こうして仕事の傍ら大学院の受験を始めた田中さん。TOEICの点数は高校生レベルでしたが、なんとか食らいついて一橋大学大学院と神戸大学大学院に合格し、一橋大学大学院経営管理研究科に進学を決めます。

千代田キャンパス
一橋ICS 千代田キャンパス(写真=Hitoics/CC-BY-SA-4.0/Wikimedia Commons

私も早稲田大学卒業後、東京大学の大学院を目指していた時期があります。私の動機は教育社会学の研究を通して、都会と田舎に存在する教育格差を明らかにしたい、弱い立場の人たちの気持ちがわかるようになりたい、というものでした。

また、同時に過去の自分の人生を清算したかったという思いも否定できません。自身が教育格差の当事者であると考えていた私は、研究によって自分の不遇を証明したいと思っている部分がありました。

一方で、田中さんの大学院進学には、三つの明確な目的がありました。

一つ目は富裕層に対するビジネスで必要な学歴という武器を手に入れること。二つ目は子どもに努力する姿を見せるという教育面。三つ目は、苦手だった勉強に40歳で再挑戦するという自己証明でした。どれも具体的で、他者や社会との関わりの中で生まれた動機です。

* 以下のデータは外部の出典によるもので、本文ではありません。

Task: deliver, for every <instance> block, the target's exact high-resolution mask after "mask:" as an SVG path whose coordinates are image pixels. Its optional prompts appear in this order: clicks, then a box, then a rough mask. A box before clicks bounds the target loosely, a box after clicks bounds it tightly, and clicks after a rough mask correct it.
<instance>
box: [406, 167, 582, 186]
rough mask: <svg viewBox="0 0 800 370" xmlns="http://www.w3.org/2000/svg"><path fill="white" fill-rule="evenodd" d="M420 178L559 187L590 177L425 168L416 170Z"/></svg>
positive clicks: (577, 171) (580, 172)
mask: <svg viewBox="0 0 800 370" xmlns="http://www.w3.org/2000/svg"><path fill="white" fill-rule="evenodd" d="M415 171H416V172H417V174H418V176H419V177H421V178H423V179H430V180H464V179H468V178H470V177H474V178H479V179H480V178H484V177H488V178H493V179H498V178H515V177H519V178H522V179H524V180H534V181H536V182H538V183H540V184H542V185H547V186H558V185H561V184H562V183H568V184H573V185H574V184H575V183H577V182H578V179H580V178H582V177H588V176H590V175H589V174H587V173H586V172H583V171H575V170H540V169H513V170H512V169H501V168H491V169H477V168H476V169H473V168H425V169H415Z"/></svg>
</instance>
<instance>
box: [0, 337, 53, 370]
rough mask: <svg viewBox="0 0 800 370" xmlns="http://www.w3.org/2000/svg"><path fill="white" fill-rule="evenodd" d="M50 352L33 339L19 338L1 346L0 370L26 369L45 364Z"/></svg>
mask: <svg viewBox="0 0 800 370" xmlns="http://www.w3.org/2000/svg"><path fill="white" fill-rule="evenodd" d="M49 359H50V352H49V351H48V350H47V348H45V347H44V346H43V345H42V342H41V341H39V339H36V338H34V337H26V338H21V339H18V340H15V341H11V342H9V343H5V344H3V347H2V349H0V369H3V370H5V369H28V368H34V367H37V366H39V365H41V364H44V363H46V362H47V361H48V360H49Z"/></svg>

私が過去を精算するために大学院を目指していたのに対し、田中さんは未来のキャリアと子どもの教育のために大学院を目指しました。同じ大学院進学でも、後ろ向きな動機と前向きな動機では、その後の人生に与える影響が全く違います。

結局、私は東大大学院には進学できませんでしたが、もし当時の動機のまま進学していたとしても、田中さんのように学歴を生かすことはできなかったでしょう。

入学後、大学院の教員からは「なんで英語の点数がこんなに低いの……」と言われてしまったそうですが、なんにせよ念願の大学院進学を果たしたのです。

偏差値エリートには真似できない“現場力”

一橋大学大学院の修士課程を修了してからはIT企業の人事部長と、大手ITサービス企業のNTTデータで人事職として働き、年収は1000万円台半ばを下回ることはなかったそうです。

苦手だった勉強と向き合い、40歳を過ぎてから学歴を手に入れ、年収1000万円以上をキープし続けてきた田中さん。現在は独立し、人事コンサルタントとして活動しつつ後期博士課程に向けての受験準備もしています。

編入学を経て「偏差値50程度」で社会人となり、高学歴な同僚たちの存在に気圧されながらも、持ち前の推進力で結果を掴んできた田中さん。

税金徴収の現場で港湾関係の社長を相手に直接交渉したエピソードや、ジブラルタ生命保険で信頼を得るために夜遅くまで残って100脚の椅子を並べ続けた地道な努力の積み重ね。そして富裕層の世界を知るために銀座のママに手紙を書いて「カバン持ちをさせてほしい」と直談判した行動力。

これらは、ペーパーテストでは測れない「現場を回す力」そのものでしょう。